The total number of IPTV subscribers grew by 117 percent in 2007 to reach 12.34 million, up from 5.71 million at the end of 2006, according to the latest research from Informa Telecoms and Media.

The biggest world region by far remains Western Europe, which passed 6.9 million IPTV subscribers in 2007 to account for 57 percent of the global total.

The bulk of subscriptions were in France, where incumbent France Telecom and alternative operators Free, Neuf and Telecom Italia's Alice, had attracted more than 5 million IPTV customers by creatively bundling the service free with broadband.

While a large proportion of these subscribers may not be paying for additional content, they do receive free-to-air channels with their basic triple-play packages. France is in a league of its own when it comes to IPTV subscriptions. The country has nearly 10 times as many IPTV subscriptions as second-placed Spain and close to 75 percent of the Western Europe total.

Some of Western Europe's larger broadband operators finished 2007 with more modest bases. Although Deutsche Telekom and BT more than doubled their subscriber numbers to above 100,000 each, both still have some way to go to match the relative gains reached by their incumbent counterparts elsewhere.

Simon Murray, Principal Analyst (TV & Media) comments "2007 was a watershed year for IPTV as many Western European telcos launched full packages. It will be interesting to note their approach to IPTV in the future -- whether it is used to increase customer loyalty or whether it is a genuine money-making stand-alone service."

Notable gains were also made by the Asia-Pacific region where China is now at or around the one million subscriber mark, with SMG, delivering IPTV in Harbin and Shanghai grew nine-fold in the year.
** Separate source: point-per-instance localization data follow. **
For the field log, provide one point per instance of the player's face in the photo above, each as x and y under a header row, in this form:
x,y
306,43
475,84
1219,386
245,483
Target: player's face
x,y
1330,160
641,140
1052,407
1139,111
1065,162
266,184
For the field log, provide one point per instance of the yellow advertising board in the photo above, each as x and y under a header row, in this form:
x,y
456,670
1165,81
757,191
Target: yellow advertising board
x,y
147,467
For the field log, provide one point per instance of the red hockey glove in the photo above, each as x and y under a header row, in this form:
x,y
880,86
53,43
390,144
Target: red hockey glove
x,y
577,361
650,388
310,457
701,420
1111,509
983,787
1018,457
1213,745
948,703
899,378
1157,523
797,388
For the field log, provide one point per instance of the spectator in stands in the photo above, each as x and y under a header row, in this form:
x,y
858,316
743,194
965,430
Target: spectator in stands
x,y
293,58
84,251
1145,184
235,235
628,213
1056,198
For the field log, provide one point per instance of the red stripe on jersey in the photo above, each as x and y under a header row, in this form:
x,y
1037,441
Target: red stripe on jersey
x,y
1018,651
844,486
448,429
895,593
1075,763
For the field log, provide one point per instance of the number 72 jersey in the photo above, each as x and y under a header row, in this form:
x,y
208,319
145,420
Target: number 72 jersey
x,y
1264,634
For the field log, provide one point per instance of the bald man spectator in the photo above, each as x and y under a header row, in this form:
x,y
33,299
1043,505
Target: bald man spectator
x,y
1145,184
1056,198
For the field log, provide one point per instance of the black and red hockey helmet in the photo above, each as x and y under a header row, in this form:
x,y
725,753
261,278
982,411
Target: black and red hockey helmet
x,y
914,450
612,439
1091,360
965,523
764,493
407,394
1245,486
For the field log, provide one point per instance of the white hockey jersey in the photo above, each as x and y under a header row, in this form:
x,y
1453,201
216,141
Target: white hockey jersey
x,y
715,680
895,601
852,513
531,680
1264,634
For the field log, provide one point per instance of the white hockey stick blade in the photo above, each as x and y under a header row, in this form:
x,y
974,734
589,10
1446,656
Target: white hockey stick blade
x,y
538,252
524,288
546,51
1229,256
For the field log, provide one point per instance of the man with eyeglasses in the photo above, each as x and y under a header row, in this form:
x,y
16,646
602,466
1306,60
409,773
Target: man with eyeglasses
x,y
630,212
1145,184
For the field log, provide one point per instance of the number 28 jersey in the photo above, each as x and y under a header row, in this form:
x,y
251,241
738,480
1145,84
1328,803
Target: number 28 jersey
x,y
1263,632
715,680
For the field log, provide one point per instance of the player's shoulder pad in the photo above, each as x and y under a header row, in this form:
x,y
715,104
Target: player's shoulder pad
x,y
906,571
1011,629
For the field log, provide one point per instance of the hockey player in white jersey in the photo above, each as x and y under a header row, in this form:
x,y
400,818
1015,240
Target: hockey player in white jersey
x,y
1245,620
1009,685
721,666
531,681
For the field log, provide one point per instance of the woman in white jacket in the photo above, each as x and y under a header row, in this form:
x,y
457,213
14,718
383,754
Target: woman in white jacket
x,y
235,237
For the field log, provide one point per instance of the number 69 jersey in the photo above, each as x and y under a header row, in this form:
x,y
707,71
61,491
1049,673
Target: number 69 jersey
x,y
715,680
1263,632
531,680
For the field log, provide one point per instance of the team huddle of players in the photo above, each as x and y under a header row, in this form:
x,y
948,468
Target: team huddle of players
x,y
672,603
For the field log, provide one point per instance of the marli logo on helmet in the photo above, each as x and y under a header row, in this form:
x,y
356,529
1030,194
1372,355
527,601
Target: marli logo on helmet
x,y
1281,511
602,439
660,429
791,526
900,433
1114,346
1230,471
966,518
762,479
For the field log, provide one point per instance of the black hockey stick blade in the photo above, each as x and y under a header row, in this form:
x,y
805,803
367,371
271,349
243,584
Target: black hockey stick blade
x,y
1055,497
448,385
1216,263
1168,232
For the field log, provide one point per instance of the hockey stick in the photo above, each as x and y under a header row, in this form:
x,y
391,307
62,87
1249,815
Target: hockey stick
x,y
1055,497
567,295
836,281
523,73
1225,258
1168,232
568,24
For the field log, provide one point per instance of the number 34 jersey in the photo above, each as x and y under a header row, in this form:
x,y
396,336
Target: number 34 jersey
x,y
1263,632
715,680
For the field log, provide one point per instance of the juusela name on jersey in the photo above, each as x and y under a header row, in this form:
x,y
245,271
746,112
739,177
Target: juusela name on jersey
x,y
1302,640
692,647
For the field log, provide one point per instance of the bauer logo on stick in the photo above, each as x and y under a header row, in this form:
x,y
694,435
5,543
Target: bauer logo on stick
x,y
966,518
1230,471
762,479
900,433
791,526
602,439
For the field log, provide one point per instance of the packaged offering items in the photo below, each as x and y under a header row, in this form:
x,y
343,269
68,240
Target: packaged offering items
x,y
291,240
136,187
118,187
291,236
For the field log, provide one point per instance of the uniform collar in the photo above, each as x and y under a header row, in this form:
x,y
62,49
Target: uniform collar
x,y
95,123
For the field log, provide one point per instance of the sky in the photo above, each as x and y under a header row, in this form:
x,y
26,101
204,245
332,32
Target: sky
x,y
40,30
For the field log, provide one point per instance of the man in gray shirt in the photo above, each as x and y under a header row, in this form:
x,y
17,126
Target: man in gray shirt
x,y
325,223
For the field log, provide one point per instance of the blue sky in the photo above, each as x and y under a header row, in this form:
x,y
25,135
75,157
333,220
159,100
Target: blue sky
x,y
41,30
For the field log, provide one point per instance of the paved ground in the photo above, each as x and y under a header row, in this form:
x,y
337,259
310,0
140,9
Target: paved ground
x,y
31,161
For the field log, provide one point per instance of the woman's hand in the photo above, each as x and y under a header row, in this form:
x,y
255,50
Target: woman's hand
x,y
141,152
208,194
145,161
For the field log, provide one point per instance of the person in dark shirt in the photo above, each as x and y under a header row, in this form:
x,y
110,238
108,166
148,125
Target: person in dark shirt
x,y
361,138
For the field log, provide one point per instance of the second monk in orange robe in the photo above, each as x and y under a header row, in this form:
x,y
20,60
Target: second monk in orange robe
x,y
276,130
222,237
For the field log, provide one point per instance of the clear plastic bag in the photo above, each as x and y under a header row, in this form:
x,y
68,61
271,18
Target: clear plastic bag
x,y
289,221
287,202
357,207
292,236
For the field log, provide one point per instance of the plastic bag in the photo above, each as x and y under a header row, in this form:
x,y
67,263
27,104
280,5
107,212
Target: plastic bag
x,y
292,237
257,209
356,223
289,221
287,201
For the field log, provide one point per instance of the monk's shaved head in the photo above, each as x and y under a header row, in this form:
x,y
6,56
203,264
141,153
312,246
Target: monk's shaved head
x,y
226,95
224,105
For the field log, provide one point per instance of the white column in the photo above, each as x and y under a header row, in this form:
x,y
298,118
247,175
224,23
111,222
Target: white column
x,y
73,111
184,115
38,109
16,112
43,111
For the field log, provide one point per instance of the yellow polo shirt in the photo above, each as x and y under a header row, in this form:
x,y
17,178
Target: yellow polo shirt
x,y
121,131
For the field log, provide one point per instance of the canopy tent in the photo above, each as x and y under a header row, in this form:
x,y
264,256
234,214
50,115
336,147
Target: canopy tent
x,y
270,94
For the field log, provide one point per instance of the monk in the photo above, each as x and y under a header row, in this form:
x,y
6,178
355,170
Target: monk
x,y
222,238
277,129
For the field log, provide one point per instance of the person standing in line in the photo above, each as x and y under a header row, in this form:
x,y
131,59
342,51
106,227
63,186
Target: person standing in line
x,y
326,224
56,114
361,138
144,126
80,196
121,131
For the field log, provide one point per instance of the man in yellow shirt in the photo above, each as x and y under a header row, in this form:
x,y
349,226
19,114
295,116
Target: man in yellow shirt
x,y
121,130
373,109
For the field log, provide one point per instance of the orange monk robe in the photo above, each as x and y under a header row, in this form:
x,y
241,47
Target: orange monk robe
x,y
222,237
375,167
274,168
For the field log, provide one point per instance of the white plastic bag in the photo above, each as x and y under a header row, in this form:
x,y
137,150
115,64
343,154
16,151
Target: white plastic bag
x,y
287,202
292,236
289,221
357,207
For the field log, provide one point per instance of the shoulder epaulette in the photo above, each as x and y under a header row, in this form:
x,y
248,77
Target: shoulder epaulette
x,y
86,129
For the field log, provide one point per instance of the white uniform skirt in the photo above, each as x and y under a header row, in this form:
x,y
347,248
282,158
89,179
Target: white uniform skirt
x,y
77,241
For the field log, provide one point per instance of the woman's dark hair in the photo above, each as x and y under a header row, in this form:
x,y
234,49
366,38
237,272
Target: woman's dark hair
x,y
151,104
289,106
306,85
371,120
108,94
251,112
It still has slightly fewer IPTV subscribers than in Hong Kong, which passed the one million mark in September and is now the world's most mature IPTV market, serving TV to 60 percent of DSL customers.

The United States has begun to make headway, adding more than one million customers in 2007, largely on the back of fiber-to-the-home (FTTH) roll-outs led by Verizon (FiOS) and AT&T Broadband. However, less than half of the broadband subscribers in the USA connected using FTTH to view their TV programming.

Relative to competing multi-channel television platforms, IPTV is still in the first phase of roll out and growth, with just 55 operators representing over 99 percent of global IPTV subscribers and IPTV itself representing less than 3 percent of all global multi-channel TV subscribers.